|Home | About | Journals | Submit | Contact Us | Français|
Genome-wide association studies (GWAS) focus on relatively few highly significant loci while less attention is given to other genotyped markers. Employing pathway analysis to existing GWAS data may shed light on relevant biological processes, and illuminate new candidate genes. We employed a pathway-based approach to the breast cancer GWAS data of the National Cancer Institute (NCI) Cancer Genetic Markers of Susceptibility (CGEMS) project that includes 1145 cases and 1142 controls. Pathways were retrieved from three databases: KEGG, BioCarta, and the NCI’s Protein Interaction Database (PID). Genes were represented by their most strongly associated SNP, and an enrichment score (ES) reflecting the overrepresentation of gene-based association signals in each pathway was calculated using a weighted Kolmogorov-Smirnov procedure. Finally, hierarchical clustering was used to identify pathways with overlapping genes, and clusters with excess of association signals were determined by the adaptive rank-truncated product (ARTP) method. A total of 421 pathways containing 3962 genes were included in our study. Of these, three pathways (‘Syndecan-1-mediated signaling ‘, ‘Signaling of Hepatocyte Growth Factor Receptor’ and ‘Growth Hormone Signaling’) were highly enriched with association signals (PES < 0.001, False Discovery Rate (FDR) = 0.118). Our clustering analysis revealed that pathways containing key components of the RAS/RAF/MAPK canonical signaling cascade, were significantly more likely to have excess of association signals than expected by chance (PARTP = 0.0051, FDR = 0.07). These results suggest that genetic alterations associated with these three pathways and one canonical signaling cascade may contribute to breast cancer susceptibility.

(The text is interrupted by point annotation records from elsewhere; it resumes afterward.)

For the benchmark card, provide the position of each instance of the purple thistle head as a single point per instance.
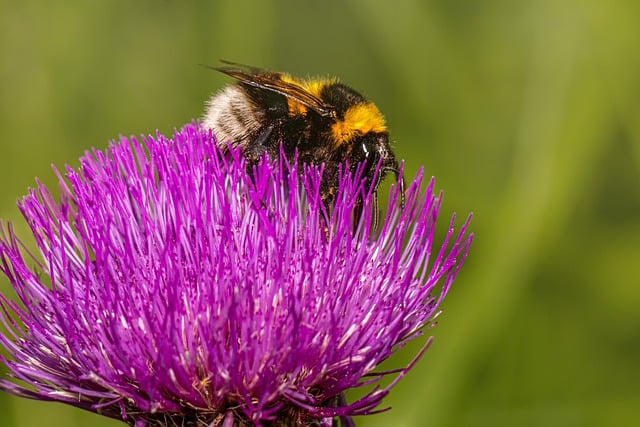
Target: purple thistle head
(173, 287)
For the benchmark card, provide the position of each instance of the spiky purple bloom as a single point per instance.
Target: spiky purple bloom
(174, 287)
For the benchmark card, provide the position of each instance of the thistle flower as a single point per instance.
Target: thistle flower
(174, 287)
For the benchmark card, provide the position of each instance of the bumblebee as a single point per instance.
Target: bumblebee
(325, 121)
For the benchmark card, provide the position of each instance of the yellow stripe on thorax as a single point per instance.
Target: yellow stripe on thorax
(358, 120)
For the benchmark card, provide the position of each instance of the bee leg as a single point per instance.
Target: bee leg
(376, 211)
(258, 146)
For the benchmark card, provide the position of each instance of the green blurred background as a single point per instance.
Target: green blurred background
(527, 112)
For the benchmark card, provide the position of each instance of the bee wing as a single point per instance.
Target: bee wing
(272, 81)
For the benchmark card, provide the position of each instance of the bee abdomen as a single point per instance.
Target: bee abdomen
(231, 115)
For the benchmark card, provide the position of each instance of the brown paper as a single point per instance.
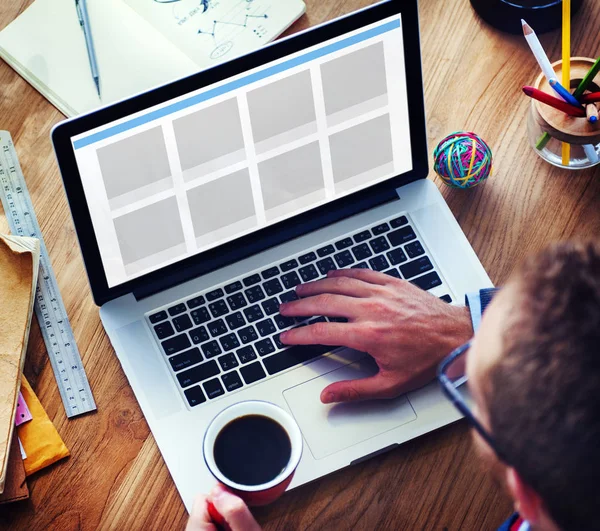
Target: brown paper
(19, 261)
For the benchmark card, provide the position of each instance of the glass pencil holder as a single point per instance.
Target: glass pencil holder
(549, 128)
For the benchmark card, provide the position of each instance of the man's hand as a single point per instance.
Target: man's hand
(230, 507)
(406, 330)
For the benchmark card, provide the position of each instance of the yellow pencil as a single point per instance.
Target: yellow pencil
(566, 148)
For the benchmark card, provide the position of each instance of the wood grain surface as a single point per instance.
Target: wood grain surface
(116, 479)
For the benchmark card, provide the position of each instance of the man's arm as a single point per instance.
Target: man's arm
(406, 330)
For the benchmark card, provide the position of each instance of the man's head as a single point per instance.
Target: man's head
(534, 372)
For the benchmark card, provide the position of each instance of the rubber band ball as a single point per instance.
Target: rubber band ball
(463, 160)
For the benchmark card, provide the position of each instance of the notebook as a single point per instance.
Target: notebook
(139, 44)
(19, 261)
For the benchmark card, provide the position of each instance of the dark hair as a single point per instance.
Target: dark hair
(544, 394)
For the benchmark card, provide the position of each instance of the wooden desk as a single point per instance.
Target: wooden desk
(116, 477)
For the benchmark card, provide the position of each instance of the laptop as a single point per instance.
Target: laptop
(201, 204)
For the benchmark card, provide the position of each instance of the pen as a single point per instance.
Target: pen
(84, 20)
(564, 93)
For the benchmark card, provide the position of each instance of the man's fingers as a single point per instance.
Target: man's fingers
(199, 518)
(340, 285)
(377, 386)
(366, 275)
(332, 334)
(325, 304)
(234, 510)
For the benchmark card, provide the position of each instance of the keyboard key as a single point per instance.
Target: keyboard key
(235, 320)
(272, 287)
(236, 301)
(232, 288)
(218, 308)
(288, 297)
(253, 372)
(416, 267)
(246, 354)
(195, 302)
(270, 273)
(194, 396)
(199, 373)
(251, 280)
(265, 347)
(186, 359)
(200, 315)
(214, 295)
(278, 343)
(308, 273)
(183, 322)
(327, 250)
(289, 265)
(414, 249)
(265, 327)
(157, 317)
(344, 244)
(248, 334)
(177, 309)
(393, 273)
(217, 328)
(379, 245)
(283, 322)
(232, 381)
(400, 236)
(325, 265)
(176, 344)
(362, 236)
(398, 222)
(229, 342)
(290, 280)
(397, 256)
(213, 388)
(199, 335)
(227, 362)
(254, 294)
(306, 258)
(344, 259)
(163, 330)
(379, 263)
(253, 313)
(362, 251)
(428, 281)
(294, 356)
(211, 349)
(271, 306)
(380, 229)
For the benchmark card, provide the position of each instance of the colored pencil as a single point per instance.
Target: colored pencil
(566, 70)
(564, 93)
(538, 51)
(591, 112)
(592, 97)
(546, 98)
(589, 77)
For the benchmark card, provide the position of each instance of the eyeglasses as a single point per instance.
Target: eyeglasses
(453, 379)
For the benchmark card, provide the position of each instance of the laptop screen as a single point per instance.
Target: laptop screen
(234, 157)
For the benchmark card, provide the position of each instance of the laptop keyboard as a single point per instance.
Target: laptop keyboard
(226, 338)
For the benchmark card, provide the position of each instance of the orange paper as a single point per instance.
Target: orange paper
(39, 437)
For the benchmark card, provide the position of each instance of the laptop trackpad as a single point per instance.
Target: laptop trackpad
(329, 428)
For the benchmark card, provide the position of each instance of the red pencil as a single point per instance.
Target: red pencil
(546, 98)
(590, 98)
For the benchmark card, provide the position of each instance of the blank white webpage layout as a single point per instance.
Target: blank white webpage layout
(219, 163)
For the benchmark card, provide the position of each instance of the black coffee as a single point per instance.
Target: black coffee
(252, 450)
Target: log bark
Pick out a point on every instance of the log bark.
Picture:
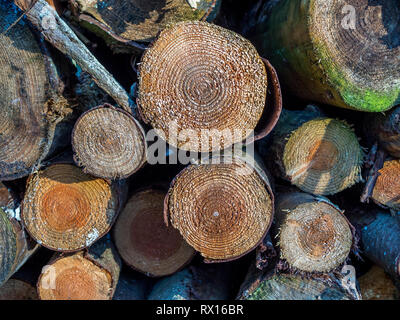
(377, 285)
(202, 282)
(380, 237)
(91, 274)
(159, 252)
(319, 155)
(386, 191)
(16, 247)
(60, 35)
(67, 210)
(384, 128)
(121, 24)
(341, 53)
(222, 206)
(313, 234)
(222, 93)
(109, 143)
(37, 117)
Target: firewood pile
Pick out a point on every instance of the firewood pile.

Breast cancer is a complex disease with a well established genetic component (1-4). Different genetic methodologies have been employed in the last twenty years to identify multiple susceptibility loci that vary in population frequency, relative risk and potential functional role. For example, familial linkage and positional cloning studies found that rare mutations in the genes BRCA1, BRCA2, TP53, and PTEN, are associated with a 10-fold to 20-fold increase in breast cancer risk (5-8). Variations in these genes are thought to contribute to breast cancer susceptibility through different cellular mechanisms. While BRCA1 and BRCA2 belong to the DNA repair mechanism in the cells (9, 10), TP53 and PTEN are tumor suppressor genes that participate in processes related to cell cycle control and cell proliferation (11, 12). Further interrogation of candidate genes associated with these cellular processes has led to the discovery of additional rare genetic variants conferring moderate relative risks (2-3 fold) of breast cancer (13-16).
Recently, Genome-wide association studies (GWAS) have become a key paradigm in genetic studies of complex diseases. These studies are particularly powerful in identifying common-low penetrance risk alleles. Indeed, several novel markers with low (< 2) relative risk for breast cancer have been detected by this approach (17-21). However, these reported loci are only those that reached a stringent statistical “genome-wide” significance criterion, while less attention has been given to the other hundreds of thousands of genotyped markers. Therefore, employing new methods to the existing GWAS data may provide additional biological insights and highlight new candidate loci. To this end, a pathway-based approach is particularly appealing. This method examines whether the cumulative contribution of genes with a common biological denominator is greater than expected by chance. This approach has recently been applied to GWAS of several non-cancer complex diseases (22-25).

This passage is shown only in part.